Wenigstens bemerkte er bei dieser Gelegenheit die Tatsache, hungrig zu sein. Was zeitgleich (sofern man das Wort ‹Zeit› in unwissenschaftlicher Weise benutzte) eine neue Aufgabe mit sich brachte. Der Kühlschrank war leer – wenn man vom Telefon absah. Wolfgang kratzte sich am Kopf. Natürlich enthielt der Kühlschrank abgestandene Luft und die bestand korrekterweise aus Atomen.
Außerdem war es ungünstig, dass Maria ihn endgültig verlassen hatte, denn sie war zuständig für das Importieren der Lebensmittel. Dieses Mal war sie weg, weil sie aus philosophischen Gründen nicht akzeptieren wollte, dass es für jeden Gegenstand in seinem Büro genau einen Ort gab, an dem er sein sollte; woraus folgte, dass derselbige Gegenstand an allen anderen Orten nicht sein sollte. Wenigstens einen kleinen Beitrag könnte sie leisten, dem Prozess der Entropie im Universum etwas entgegenzusetzen.
Sie war in das Hotel gezogen, in das sie jedes Mal zog, wenn sie ihn für immer verließ. Und jetzt, wo er sein Telefon wieder hatte, war es möglich, sie anzurufen. Er wählte ihre Nummer.
«Ja?»
Die Verbindung schien hergestellt.
«Hallo Maria», sagte er.
«Lass mich raten», sagte sie. «Du hast Hunger, der Kühlschrank ist leer und du beabsichtigst, mich zu fragen, ob wir zusammen essen gehen. Wäre es richtig von mir, das zu vermuten? Meine Antwort ist: gern. Unter einer Bedingung: Du gibst zu, dass die Sonne nachts nicht scheint.»
Er seufzte. «Ich bin unter bestimmten Voraussetzungen bereit, einzuräumen, dass es nicht von allen Standorten der Erde aus gesehen möglich ist, sich davon zu überzeugen, dass die Sonne ununterbrochen scheint …»
«Nur nachts eben nicht!»
«Ich rede von allen Standorten aus gleichzeitig betrachtet. Sodass mancherzeit, abhängig von der geografischen Position, der Eindruck entstehen kann, als ob sie nicht schiene.»

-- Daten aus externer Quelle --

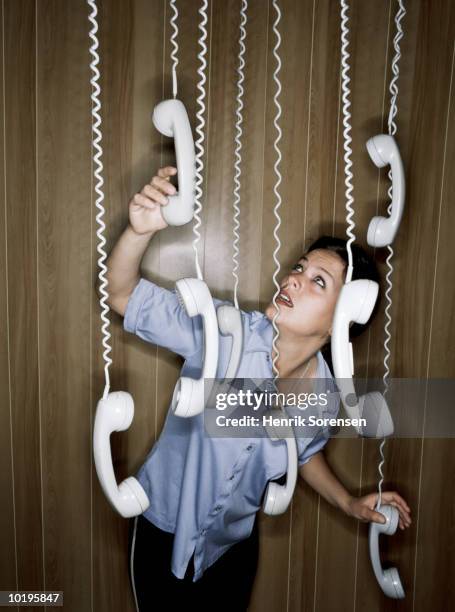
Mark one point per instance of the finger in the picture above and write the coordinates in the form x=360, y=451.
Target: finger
x=154, y=194
x=162, y=185
x=403, y=513
x=167, y=172
x=141, y=200
x=377, y=517
x=393, y=495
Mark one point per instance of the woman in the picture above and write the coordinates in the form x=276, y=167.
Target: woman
x=197, y=543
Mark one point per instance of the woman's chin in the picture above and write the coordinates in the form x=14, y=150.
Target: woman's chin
x=270, y=312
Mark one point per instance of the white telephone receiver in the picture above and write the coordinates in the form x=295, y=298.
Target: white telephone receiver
x=383, y=150
x=278, y=497
x=115, y=413
x=188, y=397
x=389, y=579
x=230, y=324
x=355, y=303
x=171, y=119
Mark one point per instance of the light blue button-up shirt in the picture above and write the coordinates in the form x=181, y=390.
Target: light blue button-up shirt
x=205, y=489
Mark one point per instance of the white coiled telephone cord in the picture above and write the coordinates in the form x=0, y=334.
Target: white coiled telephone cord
x=97, y=172
x=347, y=138
x=393, y=89
x=238, y=148
x=175, y=61
x=275, y=188
x=200, y=131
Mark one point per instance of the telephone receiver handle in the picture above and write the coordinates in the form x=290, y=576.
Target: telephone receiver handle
x=115, y=413
x=278, y=497
x=383, y=150
x=230, y=324
x=191, y=394
x=389, y=579
x=355, y=303
x=171, y=119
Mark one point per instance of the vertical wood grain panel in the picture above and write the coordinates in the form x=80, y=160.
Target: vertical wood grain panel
x=313, y=557
x=336, y=576
x=116, y=52
x=8, y=558
x=20, y=139
x=295, y=52
x=64, y=282
x=438, y=455
x=320, y=171
x=401, y=469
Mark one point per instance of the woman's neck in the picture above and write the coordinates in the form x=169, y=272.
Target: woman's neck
x=297, y=358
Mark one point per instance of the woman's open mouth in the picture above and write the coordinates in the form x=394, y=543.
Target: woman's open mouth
x=284, y=299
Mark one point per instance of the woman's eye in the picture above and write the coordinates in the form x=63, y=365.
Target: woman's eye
x=299, y=268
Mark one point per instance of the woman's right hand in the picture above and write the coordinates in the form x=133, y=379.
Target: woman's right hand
x=145, y=207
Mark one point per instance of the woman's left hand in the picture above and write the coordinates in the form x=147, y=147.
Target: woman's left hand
x=363, y=508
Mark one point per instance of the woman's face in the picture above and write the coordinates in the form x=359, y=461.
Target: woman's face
x=312, y=289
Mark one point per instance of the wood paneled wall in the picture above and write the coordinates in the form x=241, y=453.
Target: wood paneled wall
x=56, y=529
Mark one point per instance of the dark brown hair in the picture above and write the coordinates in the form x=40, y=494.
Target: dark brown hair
x=364, y=266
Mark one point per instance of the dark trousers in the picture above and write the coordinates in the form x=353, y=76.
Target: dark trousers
x=225, y=585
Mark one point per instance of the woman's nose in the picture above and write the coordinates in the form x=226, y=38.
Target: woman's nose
x=293, y=281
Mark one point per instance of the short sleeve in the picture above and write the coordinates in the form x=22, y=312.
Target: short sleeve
x=317, y=444
x=155, y=314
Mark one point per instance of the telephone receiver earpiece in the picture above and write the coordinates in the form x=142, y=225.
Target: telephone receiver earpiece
x=355, y=304
x=230, y=324
x=278, y=497
x=384, y=151
x=171, y=119
x=389, y=579
x=188, y=397
x=115, y=413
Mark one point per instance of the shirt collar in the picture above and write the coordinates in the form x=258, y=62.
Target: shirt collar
x=260, y=338
x=260, y=334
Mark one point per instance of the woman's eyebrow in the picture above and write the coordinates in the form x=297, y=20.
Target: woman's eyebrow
x=319, y=267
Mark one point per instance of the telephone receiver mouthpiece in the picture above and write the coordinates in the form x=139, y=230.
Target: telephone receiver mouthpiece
x=230, y=324
x=189, y=398
x=383, y=150
x=171, y=119
x=115, y=413
x=389, y=579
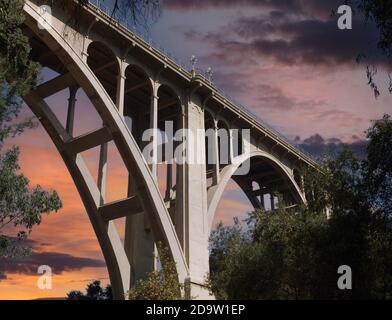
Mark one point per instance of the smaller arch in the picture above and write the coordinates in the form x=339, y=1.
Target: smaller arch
x=298, y=178
x=224, y=143
x=215, y=193
x=105, y=65
x=138, y=92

«Okay. Aber die Diskussion ist damit noch nicht zu Ende.»
*
Der Kellner ihres Stammlokals zögerte, nachdem er nach einem freien Tisch gefragt worden war.
Wolfgang fand einen gangbaren Weg, alles abzukürzen, indem er evidente Wahrnehmungen zur Prämisse des kommunikativen Geschehens machte.
«Sie brauchen nicht zu antworten, ich sehe ja, dass das Lokal fast leer ist und faktische 92 Prozent der Tische frei sind. Also, wohin dürfen wir uns setzen?»
Der Kellner geleitete sie zu einem weit hinten an der Wand stehenden Tisch und brachte zwei Karten.
«Hier sitzen wir jedes Mal.» Maria blickte dem davoneilenden Kellner nach. «Und eigentlich hätte er dir auch keine Karte bringen müssen, oder liege ich falsch mit der Vermutung, dass du diesen ekelerregenden Leichenfraß Nr. 11, Tafelspitz, den Nahrung zu nennen einen Euphemismus darstellt, zu bestellen beabsichtigst?»
«Ich sehe mich veranlasst, deine Vermutung zu verifizieren. Warum sollte ich etwas anderes bestellen, wenn ich das mir am besten schmeckende Gericht bereits identifiziert habe? Hieße das nicht, die Entscheidung für das höchstens Zweitbeste zu treffen? Solange das Beste zur Verfügung steht, auf welcher Grundlage wäre dies vertretbar?»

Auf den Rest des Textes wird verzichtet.